Vous habitez à Staline ? Moi aussi !

On a de la peine à imaginer ce qu’ont pu être pour les personnes concernées les conséquences d’une des applications les plus saugrenues du culte de la personnalité dans l’empire soviétique avant et après la seconde guerre mondiale. Je veux parler des habitants des 19 villes qui, pour une période plus ou moins longue, ont été appelées Staline. Ainsi un Roumain et un Bulgare se rencontrant au début des années 1950 sur une plage de la mer Noire auraient très bien (à condition d’avoir pu passer la frontière !) pu avoir cet échange loufoque : Vous habitez à Staline ? Moi aussi ! L’un venant de Braşov, cité médiévale de Transylvanie, l’autre de Varna, grand port bulgare, distants de plusieurs centaines de kilomètres.

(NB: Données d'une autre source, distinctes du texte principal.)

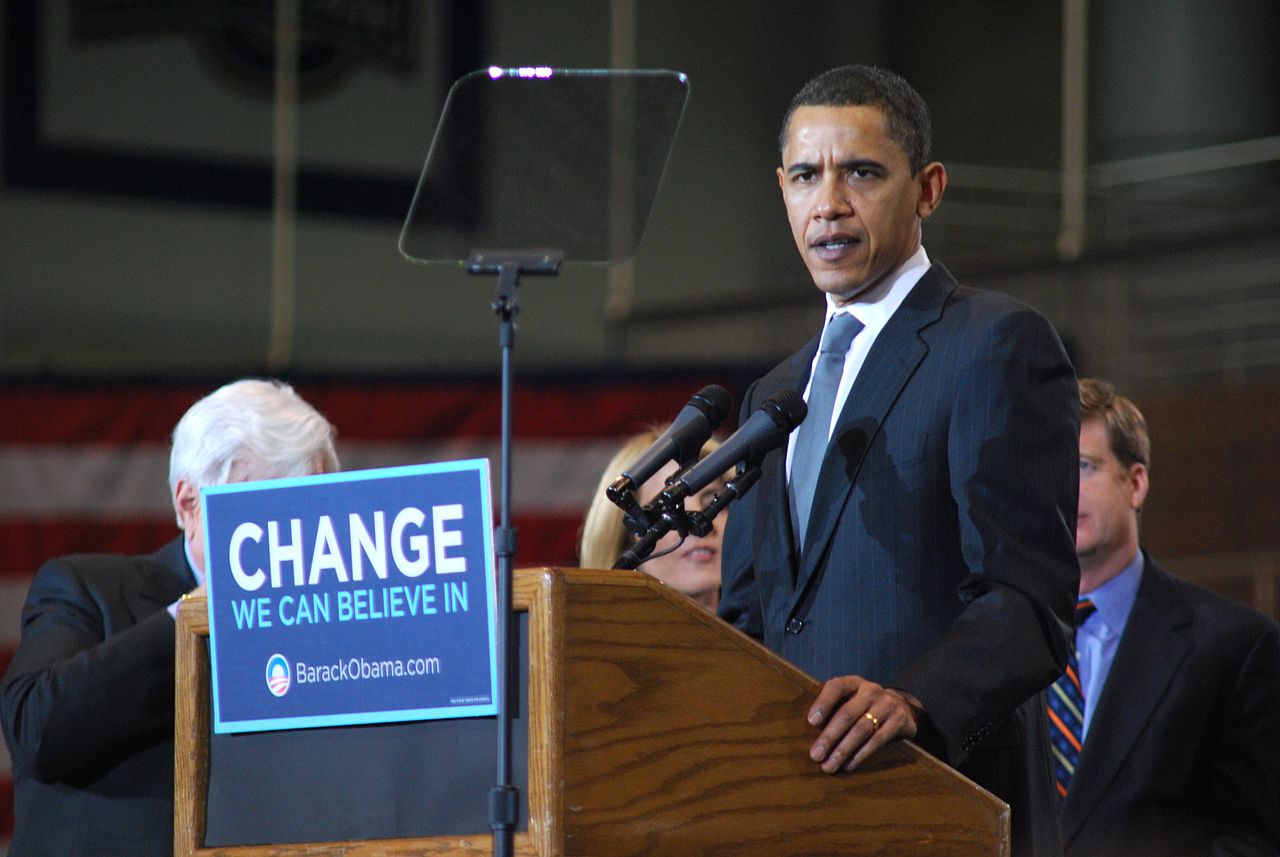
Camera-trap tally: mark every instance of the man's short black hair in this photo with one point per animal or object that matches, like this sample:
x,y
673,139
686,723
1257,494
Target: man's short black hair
x,y
905,111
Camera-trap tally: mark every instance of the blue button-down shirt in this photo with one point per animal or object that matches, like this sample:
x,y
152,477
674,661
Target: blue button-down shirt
x,y
1097,640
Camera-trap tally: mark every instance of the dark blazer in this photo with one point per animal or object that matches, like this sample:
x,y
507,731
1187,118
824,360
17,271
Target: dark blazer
x,y
941,555
1183,752
87,706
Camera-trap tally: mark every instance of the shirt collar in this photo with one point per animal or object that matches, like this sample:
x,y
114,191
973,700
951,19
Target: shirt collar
x,y
1115,597
878,305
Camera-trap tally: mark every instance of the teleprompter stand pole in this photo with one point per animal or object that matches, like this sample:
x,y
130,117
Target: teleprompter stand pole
x,y
508,265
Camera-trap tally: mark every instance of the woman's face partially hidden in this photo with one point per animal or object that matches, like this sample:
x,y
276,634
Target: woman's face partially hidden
x,y
691,569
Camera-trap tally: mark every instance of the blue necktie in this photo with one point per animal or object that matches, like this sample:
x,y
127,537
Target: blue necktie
x,y
1065,704
814,432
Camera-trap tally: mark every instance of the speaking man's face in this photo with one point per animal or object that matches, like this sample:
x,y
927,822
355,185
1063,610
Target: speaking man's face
x,y
851,200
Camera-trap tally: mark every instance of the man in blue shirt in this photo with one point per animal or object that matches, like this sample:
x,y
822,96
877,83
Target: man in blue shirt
x,y
1179,750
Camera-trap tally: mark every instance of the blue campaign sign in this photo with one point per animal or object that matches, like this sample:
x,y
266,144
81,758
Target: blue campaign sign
x,y
351,597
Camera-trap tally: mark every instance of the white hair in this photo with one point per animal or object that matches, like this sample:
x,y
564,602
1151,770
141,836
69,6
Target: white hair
x,y
250,430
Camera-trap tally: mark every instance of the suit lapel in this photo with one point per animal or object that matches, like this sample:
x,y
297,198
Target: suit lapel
x,y
1151,650
891,361
777,531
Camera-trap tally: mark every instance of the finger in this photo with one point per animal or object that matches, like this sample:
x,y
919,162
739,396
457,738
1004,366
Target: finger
x,y
833,692
895,722
845,731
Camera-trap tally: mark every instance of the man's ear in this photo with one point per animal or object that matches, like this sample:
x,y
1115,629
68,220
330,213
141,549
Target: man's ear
x,y
1138,485
186,504
932,179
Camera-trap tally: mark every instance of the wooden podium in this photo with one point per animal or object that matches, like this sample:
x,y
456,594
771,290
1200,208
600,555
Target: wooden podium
x,y
654,728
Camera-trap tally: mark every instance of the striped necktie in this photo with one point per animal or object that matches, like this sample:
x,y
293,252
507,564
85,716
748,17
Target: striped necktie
x,y
1065,704
814,432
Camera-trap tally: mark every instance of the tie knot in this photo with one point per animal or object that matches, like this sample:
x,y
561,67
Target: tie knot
x,y
839,334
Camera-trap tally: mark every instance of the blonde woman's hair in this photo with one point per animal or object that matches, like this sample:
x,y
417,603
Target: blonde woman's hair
x,y
604,536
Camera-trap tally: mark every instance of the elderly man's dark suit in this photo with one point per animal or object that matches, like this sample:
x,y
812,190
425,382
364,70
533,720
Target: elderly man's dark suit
x,y
940,557
87,706
1183,751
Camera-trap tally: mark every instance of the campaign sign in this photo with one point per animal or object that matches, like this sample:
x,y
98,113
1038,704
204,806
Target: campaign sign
x,y
351,597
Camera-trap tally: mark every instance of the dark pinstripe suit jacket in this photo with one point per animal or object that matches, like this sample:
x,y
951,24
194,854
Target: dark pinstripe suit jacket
x,y
941,553
88,706
1183,755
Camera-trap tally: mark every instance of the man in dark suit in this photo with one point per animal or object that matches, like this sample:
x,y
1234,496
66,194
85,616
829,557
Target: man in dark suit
x,y
1180,719
87,701
914,548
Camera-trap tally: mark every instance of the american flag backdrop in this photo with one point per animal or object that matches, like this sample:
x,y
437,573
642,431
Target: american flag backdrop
x,y
83,466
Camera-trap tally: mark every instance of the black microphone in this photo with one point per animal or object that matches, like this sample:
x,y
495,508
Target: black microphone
x,y
681,441
763,430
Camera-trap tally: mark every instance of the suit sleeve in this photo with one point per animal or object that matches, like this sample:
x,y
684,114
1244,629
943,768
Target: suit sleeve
x,y
1013,450
1244,769
77,696
740,600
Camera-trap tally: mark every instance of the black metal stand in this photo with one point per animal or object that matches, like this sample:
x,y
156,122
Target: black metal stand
x,y
504,797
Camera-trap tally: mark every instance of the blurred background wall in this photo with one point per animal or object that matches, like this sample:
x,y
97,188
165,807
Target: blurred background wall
x,y
1115,164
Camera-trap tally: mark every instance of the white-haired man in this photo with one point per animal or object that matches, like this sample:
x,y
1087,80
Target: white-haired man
x,y
87,700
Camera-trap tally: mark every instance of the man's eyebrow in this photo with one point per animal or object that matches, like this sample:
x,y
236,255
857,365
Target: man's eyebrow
x,y
860,164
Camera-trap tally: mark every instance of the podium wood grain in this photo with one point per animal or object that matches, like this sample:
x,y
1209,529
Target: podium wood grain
x,y
654,729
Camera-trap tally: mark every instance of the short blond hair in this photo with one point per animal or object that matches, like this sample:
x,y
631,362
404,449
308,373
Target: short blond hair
x,y
1127,427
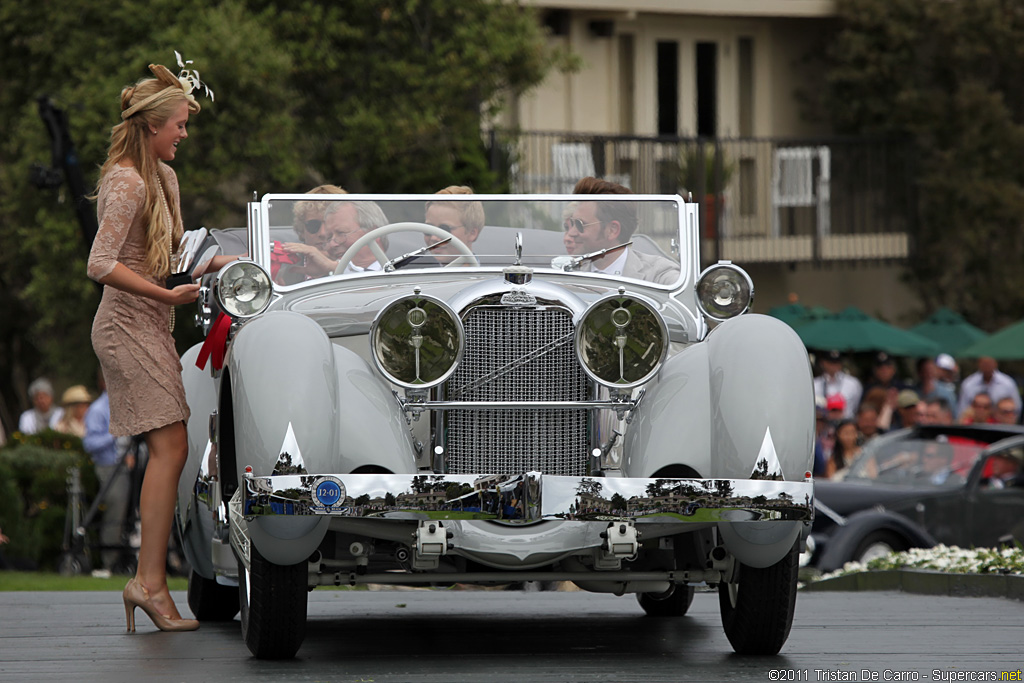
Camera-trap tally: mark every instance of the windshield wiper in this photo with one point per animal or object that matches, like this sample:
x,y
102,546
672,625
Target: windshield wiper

C’est la rédaction d’Astra, une revue d’histoire locale basée à Braşov, qui a eu l’idée de consacrer un numéro spécial aux villes ayant porté le nom du dictateur soviétique. Eux-mêmes sont probablement nés staliniens, ou stalinistes, ou stalinians, allez savoir ! Pas facile de savoir, comme le remarque le journaliste. En effet, au cours des premières années de la dictature roumaine, ce sont quelque 12 000 toponymes (de localités, rues, usines, etc.) qui ont été baptisés du nom des grands penseurs communistes, de Marx à Lénine, d’Engels à Staline.

Mais le morceau de choix fut sans conteste Braşov, baptisée Ville Staline (Oraşul Stalin) par décret du 22 août 1950. Du coup, les habitants durent faire modifier tous leurs papiers officiels (carte d’identité, diplômes, permis divers, etc.). Quand on connaît l’entregent et la serviabilité des employés de bureau, cela dut représenter une sacrée galère. Et beaucoup de petits bakchichs au passage ! Mais le journaliste s’interroge : pourquoi les staliniens (les vrais, ceux du Bureau politique) ont-ils, eux les athées militants, choisi Braşov plutôt que Saint-Georges, une ville sise à 30 km ?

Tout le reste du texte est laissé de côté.